We could stop here as we have successfully tracked the object detected by the keypoint model. However, we can further enhance the stability of the boxes by applying [`DetectionsSmoother`](https://supervision.roboflow.com/latest/detection/tools/smoother/). This tool helps in stabilizing the boxes by smoothing the bounding box coordinates across frames.
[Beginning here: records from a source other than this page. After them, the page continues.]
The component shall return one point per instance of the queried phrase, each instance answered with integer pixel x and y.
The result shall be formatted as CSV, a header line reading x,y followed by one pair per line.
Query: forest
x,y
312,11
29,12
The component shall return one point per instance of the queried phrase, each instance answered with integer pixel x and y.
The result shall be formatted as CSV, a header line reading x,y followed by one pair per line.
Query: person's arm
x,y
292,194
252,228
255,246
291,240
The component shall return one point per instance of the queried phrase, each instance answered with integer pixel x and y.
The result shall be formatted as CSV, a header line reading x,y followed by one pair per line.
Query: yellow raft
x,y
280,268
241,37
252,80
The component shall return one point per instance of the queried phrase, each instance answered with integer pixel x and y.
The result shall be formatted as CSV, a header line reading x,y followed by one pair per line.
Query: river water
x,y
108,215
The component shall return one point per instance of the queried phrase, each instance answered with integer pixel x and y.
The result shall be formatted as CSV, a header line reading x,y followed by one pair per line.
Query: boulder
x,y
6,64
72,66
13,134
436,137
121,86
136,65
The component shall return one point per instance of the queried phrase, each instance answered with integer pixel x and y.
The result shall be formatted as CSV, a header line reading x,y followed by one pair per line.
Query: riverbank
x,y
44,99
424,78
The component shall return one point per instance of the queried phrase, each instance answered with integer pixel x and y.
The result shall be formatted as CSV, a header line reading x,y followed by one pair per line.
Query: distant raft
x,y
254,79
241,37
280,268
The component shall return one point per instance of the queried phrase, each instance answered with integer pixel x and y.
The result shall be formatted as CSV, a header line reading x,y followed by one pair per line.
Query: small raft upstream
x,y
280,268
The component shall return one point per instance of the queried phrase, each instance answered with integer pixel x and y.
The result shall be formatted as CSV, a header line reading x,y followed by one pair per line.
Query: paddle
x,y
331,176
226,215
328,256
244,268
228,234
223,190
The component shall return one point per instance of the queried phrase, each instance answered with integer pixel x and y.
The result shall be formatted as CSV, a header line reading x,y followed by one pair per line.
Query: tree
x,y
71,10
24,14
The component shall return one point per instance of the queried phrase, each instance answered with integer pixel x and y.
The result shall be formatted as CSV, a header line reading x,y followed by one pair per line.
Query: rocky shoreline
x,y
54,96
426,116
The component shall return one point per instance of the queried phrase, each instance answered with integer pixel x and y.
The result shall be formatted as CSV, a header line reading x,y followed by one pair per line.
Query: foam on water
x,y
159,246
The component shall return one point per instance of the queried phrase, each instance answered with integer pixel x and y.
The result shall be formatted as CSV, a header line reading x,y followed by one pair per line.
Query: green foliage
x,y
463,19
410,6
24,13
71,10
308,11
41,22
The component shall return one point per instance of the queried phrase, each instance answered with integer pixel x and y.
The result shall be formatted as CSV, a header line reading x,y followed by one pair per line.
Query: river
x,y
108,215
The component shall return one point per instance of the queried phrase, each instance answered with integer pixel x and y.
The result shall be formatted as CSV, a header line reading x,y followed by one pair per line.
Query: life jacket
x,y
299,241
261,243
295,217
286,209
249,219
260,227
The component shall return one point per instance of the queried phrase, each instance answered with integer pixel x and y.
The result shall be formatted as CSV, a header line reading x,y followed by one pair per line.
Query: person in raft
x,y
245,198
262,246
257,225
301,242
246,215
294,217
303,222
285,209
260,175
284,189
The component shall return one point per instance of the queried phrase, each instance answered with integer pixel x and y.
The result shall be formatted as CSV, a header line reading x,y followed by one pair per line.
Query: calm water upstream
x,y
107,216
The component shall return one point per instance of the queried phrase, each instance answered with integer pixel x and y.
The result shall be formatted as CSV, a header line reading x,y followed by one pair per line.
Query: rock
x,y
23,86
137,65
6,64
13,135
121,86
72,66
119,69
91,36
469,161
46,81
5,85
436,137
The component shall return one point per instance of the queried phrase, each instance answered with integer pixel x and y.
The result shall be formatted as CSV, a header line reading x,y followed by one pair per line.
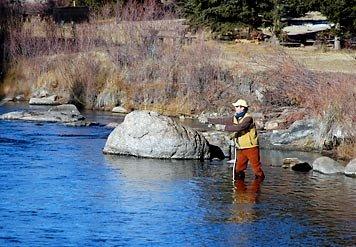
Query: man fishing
x,y
246,142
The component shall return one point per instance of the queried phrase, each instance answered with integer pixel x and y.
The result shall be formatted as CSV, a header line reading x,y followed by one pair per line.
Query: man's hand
x,y
232,136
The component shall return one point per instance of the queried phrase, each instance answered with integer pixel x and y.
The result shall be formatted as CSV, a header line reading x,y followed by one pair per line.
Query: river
x,y
58,189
It is very simple to use:

=== "Ultralytics"

    ```{ .py hl_lines="11 19" }
    import numpy as np
    import supervision as sv
    from ultralytics import YOLO

    model = YOLO("yolov8m-pose.pt")
    edge_annotator = sv.EdgeAnnotator()
    vertex_annotator = sv.VertexAnnotator()
    box_annotator = sv.BoxAnnotator()

    tracker = sv.ByteTrack()
    smoother = sv.DetectionsSmoother()
    trace_annotator = sv.TraceAnnotator()

    def callback(frame: np.ndarray, _: int) -> np.ndarray:
        results = model(frame)[0]
        key_points = sv.KeyPoints.from_ultralytics(results)
        detections = key_points.as_detections()
        detections = tracker.update_with_detections(detections)
        detections = smoother.update_with_detections(detections)

        annotated_frame = edge_annotator.annotate(
            frame.copy(), key_points=key_points)
        annotated_frame = vertex_annotator.annotate(
            annotated_frame, key_points=key_points)
        annotated_frame = box_annotator.annotate(
            annotated_frame, detections=detections)
        return trace_annotator.annotate(
            annotated_frame, detections=detections)

    sv.process_video(
        source_path="skiing.mp4",
        target_path="result.mp4",
        callback=callback
    )
    ```

=== "Inference"

    ```{ .py hl_lines="12 20" }
    import numpy as np
    import supervision as sv
    from inference.models.utils import get_roboflow_model

    model = get_roboflow_model(
        model_id="yolov8m-pose-640", api_key="<ROBOFLOW_API_KEY>")
    edge_annotator = sv.EdgeAnnotator()
    vertex_annotator = sv.VertexAnnotator()
    box_annotator = sv.BoxAnnotator()

    tracker = sv.ByteTrack()
    smoother = sv.DetectionsSmoother()
    trace_annotator = sv.TraceAnnotator()

    def callback(frame: np.ndarray, _: int) -> np.ndarray:
        results = model.infer(frame)[0]
        key_points = sv.KeyPoints.from_inference(results)
        detections = key_points.as_detections()
        detections = tracker.update_with_detections(detections)
        detections = smoother.update_with_detections(detections)

        annotated_frame = edge_annotator.annotate(
            frame.copy(), key_points=key_points)
        annotated_frame = vertex_annotator.annotate(
            annotated_frame, key_points=key_points)
        annotated_frame = box_annotator.annotate(
            annotated_frame, detections=detections)
        return trace_annotator.annotate(
            annotated_frame, detections=detections)

    sv.process_video(
        source_path="skiing.mp4",
        target_path="result.mp4",
        callback=callback
    )
    ```

<video controls>
    <source src="https://media.roboflow.com/supervision/video-examples/how-to/track-objects/track-keypoints-with-smoothing.mp4" type="video/mp4">
</video>

This structured walkthrough should give a detailed pathway to annotate videos effectively using Supervision’s various functionalities, including object tracking and trace annotations.